A sua fama já corria toda a savana e o planalto. Os mais novos queriam conhecê-lo e os mais velhos revê-lo. Sua ida à terra do cordão umbilical tardava. Todas as cartas que recebia apontavam a saudade do seu povo: contemporâneos e conterrâneos que se tinham preparado para recebê-lo como os súbditos da idade clássica recebiam seus imperadores, mas a visita de Sabalo tardava. Falhava por falta de tempo. Ora por missões de serviço que se sobrepunham às suas promessas, ora por razões climatéricas. A picada que corta aquela serra montanhosa só permite circulação até de um jeep em tempo seco.

Correram ansiedades e promessas durante cinco anos, até que mãe de Sabalo adoeceu. A questão era emergencial. Levar a mãe para um hospital de referência era uma obrigação. Já tinha construído na capital uma casa para a progenitora, mas ela se recusara redondamente a deixar o seu kikelé, apetecível peixe do Longa, e suas gentes que a tinham como matriarca da aldeia.

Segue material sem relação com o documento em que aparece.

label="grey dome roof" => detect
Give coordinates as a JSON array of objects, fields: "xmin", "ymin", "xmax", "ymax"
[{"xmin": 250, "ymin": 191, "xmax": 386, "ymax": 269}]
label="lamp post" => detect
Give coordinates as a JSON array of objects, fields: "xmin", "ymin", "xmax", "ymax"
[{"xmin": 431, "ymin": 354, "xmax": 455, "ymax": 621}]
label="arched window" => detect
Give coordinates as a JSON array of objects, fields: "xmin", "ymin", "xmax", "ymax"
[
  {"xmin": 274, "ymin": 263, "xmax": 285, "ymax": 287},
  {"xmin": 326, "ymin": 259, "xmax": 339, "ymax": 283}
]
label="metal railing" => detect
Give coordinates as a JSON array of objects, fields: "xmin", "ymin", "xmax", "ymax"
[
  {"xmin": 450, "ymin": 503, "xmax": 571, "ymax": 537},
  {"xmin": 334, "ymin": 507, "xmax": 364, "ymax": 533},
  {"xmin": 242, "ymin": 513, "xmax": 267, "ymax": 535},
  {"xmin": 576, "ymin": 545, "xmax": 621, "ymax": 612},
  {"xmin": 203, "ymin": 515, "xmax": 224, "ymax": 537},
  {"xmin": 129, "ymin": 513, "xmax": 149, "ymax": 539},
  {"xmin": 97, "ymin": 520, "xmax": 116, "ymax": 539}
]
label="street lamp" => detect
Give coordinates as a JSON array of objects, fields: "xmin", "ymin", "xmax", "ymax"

Sabalo fez-se à estrada. Onde terminou o asfalto, fez-se à picada. Para trás deixou a comodidade da cidade, os rios caudalosos em tempo chuvoso, as montanhas cobertas de neve madrugadora, os zigue-zagues da estrada escorregadia e chegou ao Kuteka. Fez-se festa em casa, mesmo com a mae enferma. A alegria do povo era tanta enão se pôde proibir a festa espontânea que assinalava o reencontro com o “homem grande” nascido na aldeia de Kuteka.

- Mano Sabalo, desculpa, kota Naldo, assim agora o mano lá no serviço é quê? – Indagou Kaphele, jovem iluminado para os limites académicos da aldeia.

- Sou Comissário. - Respondeu.

- Comissário? Só comissário, tipo o chefe “papa-galinhas”?

- Sim, sou comissário da polícia nacional. Mas explica-me ainda isso de “chefe papa-galinhas”.- Solicitou o polícia.

Sentiu-se um calar que levava quase desolação dos jovens. Sabalo não percebeu e insistiu na pergunta: “vai jovem, explica-me por favor, também quero aprender convosco”. Toda a volúpia inicial ase tinha evaporado. “Come galinhas ou papa-galinhas” era o epíteto atribuído ao comissário comunal, cuja regalia não passava de oferta de cabritos e galinhas quando visitasse as aldeias. A frase “Sou comissário” levou-os a se lembrarem das visitas do carente comissário comunal que mais não tinha senão galinhas no seu quintal.

 - Sim Kaphele, sou comissário da polícia nacional. Um grau que se equipara ao general de duas estrelas e café no ombro. – Voltou a explicou o para-militar, desta vez mais elucidativo.

- Ah, assim é que está bem. Afinal, o nosso mano não é “papa- galinhas”, é general da cê-pê-pê-â. Manda em todo o país e está acima dos dois comissários da comuna e do município. - Rematou convencido Kaphele que, de imediato, ordenou mais lenha na fogueira e força nos batuques.
E a festa prosseguiu noite adentro.

Obs: texto publicado pelo Semanário Angolense, 31.01.2015.